The highest accepted answer here has this:
uniqueIds: { $addToSet: "$_id" },
That would also return to you a new field called uniqueIds with a list of ids. But what if you just want the field and its count? Then it would be this:
db.collection.aggregate([
{$group: { _id: {name: "$name"},
count: {$sum: 1} } },
{$match: { count: {"$gt": 1} } }
]);
To explain this, if you come from SQL databases like MySQL and PostgreSQL, you are accustomed to aggregate functions (e.g. COUNT(), SUM(), MIN(), MAX()) which work with the GROUP BY statement allowing you, for example, to find the total count that a column value appears in a table.
SELECT COUNT(*), my_type FROM table GROUP BY my_type;
+----------+-----------------+
| COUNT(*) | my_type |
+----------+-----------------+
| 3 | Contact |
| 1 | Practice |
| 1 | Prospect |
| 1 | Task |
+----------+-----------------+
As you can see, our output shows the count that each my_type value appears. To find duplicates in MongoDB, we would tackle the problem in a similar way. MongoDB boasts aggregation operations, which group values from multiple documents together, and can perform a variety of operations on the grouped data to return a single result. It's a similar concept to aggregate functions in SQL.
Assuming a collection called contacts, the initial setup looks as follows:
db.contacts.aggregate([ ... ]);
This aggregate function takes an array of aggregation operators, and in our case, we desire the $group operator, since our goal is to group the data by the field's count, that is, the number of occurances of the field value.
db.contacts.aggregate([
{$group: {
_id: {name: "$name"}
}
}
]);
There's a little idiosyncracy to this approach. The _id field is required to use the group by operator. In this case, we are grouping the $name field. The key name within _id can have any name. But we use name since it is intuitive here.
By running the aggregation using only the $group operator, we will get a list of all the name fields (regardless if they appear once or more than once in the collection):
db.contacts.aggregate([
{$group: {
_id: {name: "$name"}
}
}
]);
{ "_id" : { "name" : "John" } }
{ "_id" : { "name" : "Joan" } }
{ "_id" : { "name" : "Stephen" } }
{ "_id" : { "name" : "Rod" } }
{ "_id" : { "name" : "Albert" } }
{ "_id" : { "name" : "Amanda" } }
Notice above how aggregation works. It took documents with name fields and returns a new collection of the name fields extracted.

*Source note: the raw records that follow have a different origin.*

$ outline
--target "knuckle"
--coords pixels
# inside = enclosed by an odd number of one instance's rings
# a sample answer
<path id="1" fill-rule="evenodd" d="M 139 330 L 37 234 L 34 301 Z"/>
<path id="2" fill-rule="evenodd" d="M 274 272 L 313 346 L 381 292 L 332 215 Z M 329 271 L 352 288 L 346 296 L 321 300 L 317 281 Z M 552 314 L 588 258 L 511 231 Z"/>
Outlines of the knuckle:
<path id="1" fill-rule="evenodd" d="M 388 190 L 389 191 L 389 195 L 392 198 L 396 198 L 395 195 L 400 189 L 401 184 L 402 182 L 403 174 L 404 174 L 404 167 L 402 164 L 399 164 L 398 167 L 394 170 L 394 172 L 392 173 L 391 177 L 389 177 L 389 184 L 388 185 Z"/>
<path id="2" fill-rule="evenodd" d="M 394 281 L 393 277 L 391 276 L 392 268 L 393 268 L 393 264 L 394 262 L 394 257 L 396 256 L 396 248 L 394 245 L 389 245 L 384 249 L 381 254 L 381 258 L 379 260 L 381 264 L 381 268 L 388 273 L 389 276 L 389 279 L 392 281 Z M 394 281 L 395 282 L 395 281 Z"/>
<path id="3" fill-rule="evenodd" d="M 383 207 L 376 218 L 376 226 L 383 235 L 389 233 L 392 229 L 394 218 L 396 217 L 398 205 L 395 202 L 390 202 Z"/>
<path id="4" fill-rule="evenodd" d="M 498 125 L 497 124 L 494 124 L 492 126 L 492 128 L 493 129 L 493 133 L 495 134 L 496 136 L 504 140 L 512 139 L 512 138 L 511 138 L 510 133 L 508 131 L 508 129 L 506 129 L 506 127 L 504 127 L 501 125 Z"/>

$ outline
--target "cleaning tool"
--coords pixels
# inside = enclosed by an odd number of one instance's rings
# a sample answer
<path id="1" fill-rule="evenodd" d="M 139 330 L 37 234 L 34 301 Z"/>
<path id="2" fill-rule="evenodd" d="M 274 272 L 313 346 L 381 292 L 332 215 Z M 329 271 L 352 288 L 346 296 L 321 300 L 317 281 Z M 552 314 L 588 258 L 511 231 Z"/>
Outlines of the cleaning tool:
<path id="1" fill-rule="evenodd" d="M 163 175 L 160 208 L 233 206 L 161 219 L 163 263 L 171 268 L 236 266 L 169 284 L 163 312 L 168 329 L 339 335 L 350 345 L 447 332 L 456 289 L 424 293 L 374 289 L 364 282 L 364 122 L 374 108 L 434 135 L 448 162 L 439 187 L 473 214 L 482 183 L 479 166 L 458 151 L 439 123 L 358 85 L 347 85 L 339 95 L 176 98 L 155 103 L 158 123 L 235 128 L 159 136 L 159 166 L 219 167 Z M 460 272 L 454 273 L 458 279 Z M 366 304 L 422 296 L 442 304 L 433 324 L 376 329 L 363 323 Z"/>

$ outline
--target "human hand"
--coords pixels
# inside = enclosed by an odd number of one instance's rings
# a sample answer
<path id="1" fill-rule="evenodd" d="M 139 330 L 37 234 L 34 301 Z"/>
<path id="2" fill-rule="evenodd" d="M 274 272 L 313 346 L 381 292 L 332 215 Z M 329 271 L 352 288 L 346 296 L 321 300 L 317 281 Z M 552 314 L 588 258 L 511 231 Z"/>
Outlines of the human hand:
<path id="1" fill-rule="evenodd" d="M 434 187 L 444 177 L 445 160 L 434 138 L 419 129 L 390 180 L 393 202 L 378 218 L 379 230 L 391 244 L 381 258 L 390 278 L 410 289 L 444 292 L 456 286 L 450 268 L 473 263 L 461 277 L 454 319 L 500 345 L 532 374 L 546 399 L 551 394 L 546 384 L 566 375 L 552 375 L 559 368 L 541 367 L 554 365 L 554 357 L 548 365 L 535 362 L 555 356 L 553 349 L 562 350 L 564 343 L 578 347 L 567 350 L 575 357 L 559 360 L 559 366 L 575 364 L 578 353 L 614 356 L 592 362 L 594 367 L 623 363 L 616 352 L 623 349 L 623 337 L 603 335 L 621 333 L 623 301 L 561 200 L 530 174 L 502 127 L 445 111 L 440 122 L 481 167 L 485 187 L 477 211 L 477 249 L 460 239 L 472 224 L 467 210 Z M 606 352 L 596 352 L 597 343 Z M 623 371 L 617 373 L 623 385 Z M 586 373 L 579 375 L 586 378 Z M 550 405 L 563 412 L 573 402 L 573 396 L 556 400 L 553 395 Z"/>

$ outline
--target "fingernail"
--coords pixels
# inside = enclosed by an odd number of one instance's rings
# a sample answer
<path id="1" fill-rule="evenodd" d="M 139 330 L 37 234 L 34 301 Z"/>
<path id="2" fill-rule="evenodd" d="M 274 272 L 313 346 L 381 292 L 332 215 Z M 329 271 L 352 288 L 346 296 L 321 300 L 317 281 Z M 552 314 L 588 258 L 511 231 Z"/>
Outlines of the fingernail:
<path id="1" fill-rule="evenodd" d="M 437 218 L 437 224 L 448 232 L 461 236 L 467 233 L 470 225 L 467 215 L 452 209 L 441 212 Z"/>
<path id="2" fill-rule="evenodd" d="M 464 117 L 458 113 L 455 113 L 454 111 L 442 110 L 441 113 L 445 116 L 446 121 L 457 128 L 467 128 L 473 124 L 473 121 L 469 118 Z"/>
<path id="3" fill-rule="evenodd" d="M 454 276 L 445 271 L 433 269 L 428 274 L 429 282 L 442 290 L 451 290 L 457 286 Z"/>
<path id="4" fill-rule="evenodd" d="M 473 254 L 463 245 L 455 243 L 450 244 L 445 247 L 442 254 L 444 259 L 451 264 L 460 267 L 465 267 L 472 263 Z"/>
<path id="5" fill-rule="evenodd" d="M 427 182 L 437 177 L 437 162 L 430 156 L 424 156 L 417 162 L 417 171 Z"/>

But what we want to know is how many times does the field value reappear. The $group operator takes a count field which uses the $sum operator to add the expression 1 to the total for each document in the group. So the $group and $sum together returns the collective sum of all the numeric values that result for a given field (e.g. name).
db.contacts.aggregate([
{$group: {
_id: {name: "$name"},
count: {$sum: 1}
}
}
]);
{ "_id" : { "name" : "John" }, "count" : 1 }
{ "_id" : { "name" : "Joan" }, "count" : 3 }
{ "_id" : { "name" : "Stephen" }, "count" : 2 }
{ "_id" : { "name" : "Rod" }, "count" : 3 }
{ "_id" : { "name" : "Albert" }, "count" : 2 }
{ "_id" : { "name" : "Amanda" }, "count" : 1 }
Since the goal was to eliminate duplicates, it requires one extra step. To get only the groups that have a count of more than one, we can use the $match operator to filter our results. Within the $match operator, we'll tell it to look at the count field and tell it to look for counts greater than one using the $gt operator representing "greater than" and the number 1.
db.contacts.aggregate([
{$group: { _id: {name: "$name"},
count: {$sum: 1} } },
{$match: { count: {"$gt": 1} } }
]);
{ "_id" : { "name" : "Joan" }, "count" : 3 }
{ "_id" : { "name" : "Stephen" }, "count" : 2 }
{ "_id" : { "name" : "Rod" }, "count" : 3 }
{ "_id" : { "name" : "Albert" }, "count" : 2 }
As a side note, if you are using MongoDB through a ORM like Mongoid for Ruby, you might get this error:
The 'cursor' option is required, except for aggregate with the explain argument
This most likely means your ORM is out of date and is performing operations that MongoDB no longer supports. Consequently, either update your ORM or find a fix. For Mongoid, this was the fix for me:
module Moped
class Collection
# Mongo 3.6 requires a `cursor` option be passed as part of aggregate queries. This overrides
# `Moped::Collection#aggregate` to include a cursor, which is not provided by Moped otherwise.
#
# Per the [MongoDB documentation](https://docs.mongodb.com/manual/reference/command/aggregate/):
#
# Changed in version 3.6: MongoDB 3.6 removes the use of `aggregate` command *without* the `cursor` option unless
# the command includes the `explain` option. Unless you include the `explain` option, you must specify the
# `cursor` option.
#
# To indicate a cursor with the default batch size, specify `cursor: {}`.
#
# To indicate a cursor with a non-default batch size, use `cursor: { batchSize: <num> }`.
#
def aggregate(*pipeline)
# Ordering of keys apparently matters to Mongo -- `aggregate` has to come before `cursor` here.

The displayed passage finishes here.